The core issue concerns crypto-asset service providers (CASPs) that carry out transactions involving electronic money tokens (EMTs) and whose activities may qualify as "payment services" under PSD2. The NAL had temporarily mitigated the regulatory friction between MiCA and PSD2. The February 2026 Opinion clarifies what happens when that transitional accommodation comes to an end on 2 March 2026.
The Background: The June 2025 No Action Letter
On 10 June 2025, the EBA issued its No Action Letter, responding to uncertainty regarding whether CASPs dealing with EMT transactions required separate authorisation under PSD2 in addition to MiCA authorisation.
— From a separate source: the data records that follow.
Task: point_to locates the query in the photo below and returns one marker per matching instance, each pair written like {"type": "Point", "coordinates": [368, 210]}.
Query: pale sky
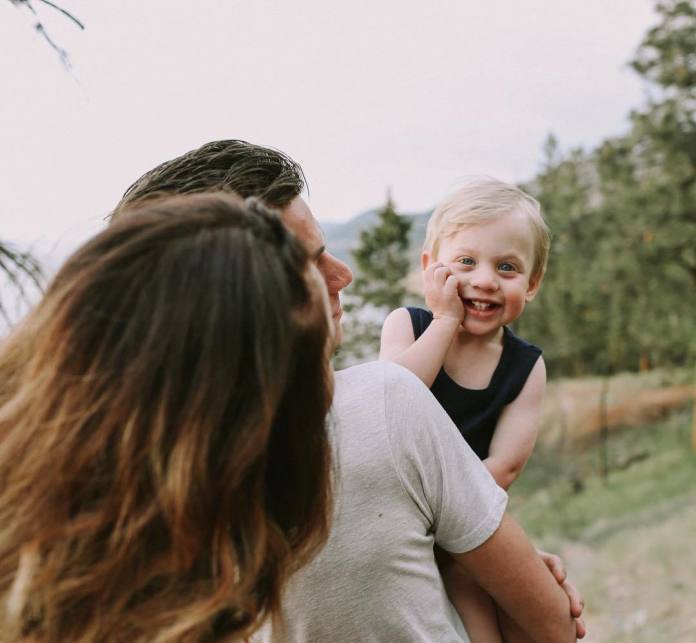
{"type": "Point", "coordinates": [366, 95]}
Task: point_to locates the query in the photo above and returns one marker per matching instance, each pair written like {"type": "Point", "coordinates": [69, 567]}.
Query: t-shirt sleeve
{"type": "Point", "coordinates": [456, 494]}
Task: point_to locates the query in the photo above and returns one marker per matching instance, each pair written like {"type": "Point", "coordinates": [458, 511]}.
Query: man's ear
{"type": "Point", "coordinates": [533, 288]}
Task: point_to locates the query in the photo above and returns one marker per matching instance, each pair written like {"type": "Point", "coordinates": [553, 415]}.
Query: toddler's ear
{"type": "Point", "coordinates": [533, 288]}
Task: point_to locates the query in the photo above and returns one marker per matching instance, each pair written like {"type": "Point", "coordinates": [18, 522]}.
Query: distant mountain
{"type": "Point", "coordinates": [341, 238]}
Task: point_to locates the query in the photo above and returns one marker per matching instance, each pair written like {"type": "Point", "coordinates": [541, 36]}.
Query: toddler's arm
{"type": "Point", "coordinates": [517, 428]}
{"type": "Point", "coordinates": [425, 356]}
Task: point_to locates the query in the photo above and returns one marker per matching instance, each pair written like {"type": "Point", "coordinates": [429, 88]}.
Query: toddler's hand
{"type": "Point", "coordinates": [441, 290]}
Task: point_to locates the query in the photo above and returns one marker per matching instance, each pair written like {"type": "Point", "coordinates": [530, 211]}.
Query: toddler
{"type": "Point", "coordinates": [483, 260]}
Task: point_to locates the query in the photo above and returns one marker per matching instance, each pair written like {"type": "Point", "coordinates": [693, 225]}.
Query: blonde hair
{"type": "Point", "coordinates": [482, 199]}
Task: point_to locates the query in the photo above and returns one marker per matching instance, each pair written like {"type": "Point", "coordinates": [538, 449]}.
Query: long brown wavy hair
{"type": "Point", "coordinates": [164, 464]}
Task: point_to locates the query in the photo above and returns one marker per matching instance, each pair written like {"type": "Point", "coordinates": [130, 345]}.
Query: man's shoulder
{"type": "Point", "coordinates": [379, 377]}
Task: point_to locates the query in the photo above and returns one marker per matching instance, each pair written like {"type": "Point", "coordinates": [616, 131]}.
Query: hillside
{"type": "Point", "coordinates": [341, 238]}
Rather than adopting the strictest possible interpretation, which would have required immediate dual authorisation for all EMT-related transactions, the EBA adopted a more proportionate supervisory stance.
It advised NCAs:
- To treat only a subset of EMT-related crypto-asset services as payment services requiring PSD2 authorisation;
- To allow a transition period until 2 March 2026 before PSD2 authorisation would be enforced;
- To streamline the authorisation process by relying on information already submitted under MiCA; and
- Once authorised under PSD2, not to prioritise enforcement of certain requirements (including safeguarding of EMTs and specific consumer disclosure obligations).
The NAL therefore facilitated business continuity while avoiding an abrupt regulatory burden; however, the transition period was intentionally limited to nine months.
The Legal Overlap Between PSD2 and MiCA
The structural tension arises because MiCA does not displace payment services legislation.
Under MiCA, EMTs are crypto-assets referencing a single fiat
currency. Under PSD2, however, the execution of payment
transactions constitutes a regulated payment service. Where a CASP
executes transfers of EMTs on behalf of clients, that activity may
fall within Annex I PSD2, in particular payment service 3
(execution of payment transactions).
In its February 2026 Opinion, the EBA reiterates that this
qualification does not depend on whether the custodial wallet
constitutes a "payment account". Nor does PSD2 exclude
so-called first-party transfers.
As clarified in paragraph 71 of the No Action Letter, PSD2 does not create an exception for payment transactions executed between different accounts held by the same payment service user, even where serviced by the same provider. Accordingly, first-party transfers of EMTs may still constitute regulated payment transactions.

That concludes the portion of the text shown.